Violence against women is a serious global problem, affecting all countries around the world, including Australia. It causes immeasurable trauma to women, families and communities and is an abuse of basic human rights.
In Melanesia and East Timor, violence against women is severe, pervasive and constrains development. The impacts of violence against women include escalating health care, social services, policing and justice system costs and restrict women's participation in political, social and economic life.
In every country where violence against women is high, cultural and economic factors play a critical role in promoting and condoning violence as a legitimate way to resolve conflict. The poor status of women is a major obstacle to reducing violence against them.

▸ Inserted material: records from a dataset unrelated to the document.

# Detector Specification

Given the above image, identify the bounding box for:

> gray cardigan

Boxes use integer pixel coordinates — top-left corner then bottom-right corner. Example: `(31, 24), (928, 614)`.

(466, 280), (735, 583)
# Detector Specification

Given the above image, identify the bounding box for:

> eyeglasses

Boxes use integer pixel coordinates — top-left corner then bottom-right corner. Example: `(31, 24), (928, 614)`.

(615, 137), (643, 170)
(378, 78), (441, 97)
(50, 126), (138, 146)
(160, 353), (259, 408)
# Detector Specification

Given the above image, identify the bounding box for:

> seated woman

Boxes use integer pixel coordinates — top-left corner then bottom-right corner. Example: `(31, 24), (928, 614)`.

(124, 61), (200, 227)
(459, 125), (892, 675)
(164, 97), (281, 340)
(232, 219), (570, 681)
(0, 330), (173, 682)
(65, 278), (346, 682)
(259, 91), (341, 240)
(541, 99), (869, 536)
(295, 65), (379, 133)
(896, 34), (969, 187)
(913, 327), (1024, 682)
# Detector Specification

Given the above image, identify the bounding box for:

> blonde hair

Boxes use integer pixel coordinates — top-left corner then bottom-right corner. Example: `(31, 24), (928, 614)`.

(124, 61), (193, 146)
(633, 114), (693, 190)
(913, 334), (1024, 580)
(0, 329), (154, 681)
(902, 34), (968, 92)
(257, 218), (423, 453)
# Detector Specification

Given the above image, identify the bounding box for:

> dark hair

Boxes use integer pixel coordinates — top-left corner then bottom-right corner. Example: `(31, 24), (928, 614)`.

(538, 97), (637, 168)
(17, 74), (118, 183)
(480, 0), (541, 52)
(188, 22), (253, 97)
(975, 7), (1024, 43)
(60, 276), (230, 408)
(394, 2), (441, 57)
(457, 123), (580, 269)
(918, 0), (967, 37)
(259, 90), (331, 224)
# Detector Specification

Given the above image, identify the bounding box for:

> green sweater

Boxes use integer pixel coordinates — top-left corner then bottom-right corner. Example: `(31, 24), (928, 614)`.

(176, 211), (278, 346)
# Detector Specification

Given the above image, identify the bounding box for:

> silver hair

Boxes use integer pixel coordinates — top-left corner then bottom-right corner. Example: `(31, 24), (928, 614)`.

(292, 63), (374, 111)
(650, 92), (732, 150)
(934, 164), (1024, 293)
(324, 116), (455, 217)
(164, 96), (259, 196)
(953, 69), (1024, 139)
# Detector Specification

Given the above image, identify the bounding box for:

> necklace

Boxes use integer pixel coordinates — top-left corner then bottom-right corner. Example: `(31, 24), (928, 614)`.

AusAID's Office of Development Effectiveness has undertaken a study to assess the effectiveness of methods currently being used to address violence against women and girls in five of Australia's neighbouring countries: Fiji, Papua New Guinea, Solomon Islands, Vanuatu and East Timor. The result is a package of reports that outlines the perspectives and hopes of a broad spectrum of Melanesian and East Timorese society.
The study used a participatory approach to gather input from over 700 individuals from government and civil society. The effectiveness of local and international approaches were assessed using this approach and the result is a framework for action that seeks to reduce the incidence of violence against women and improve support services.
The three key areas identified in the framework are: increasing women's access to justice; increasing women's access to support services; and, preventing violence.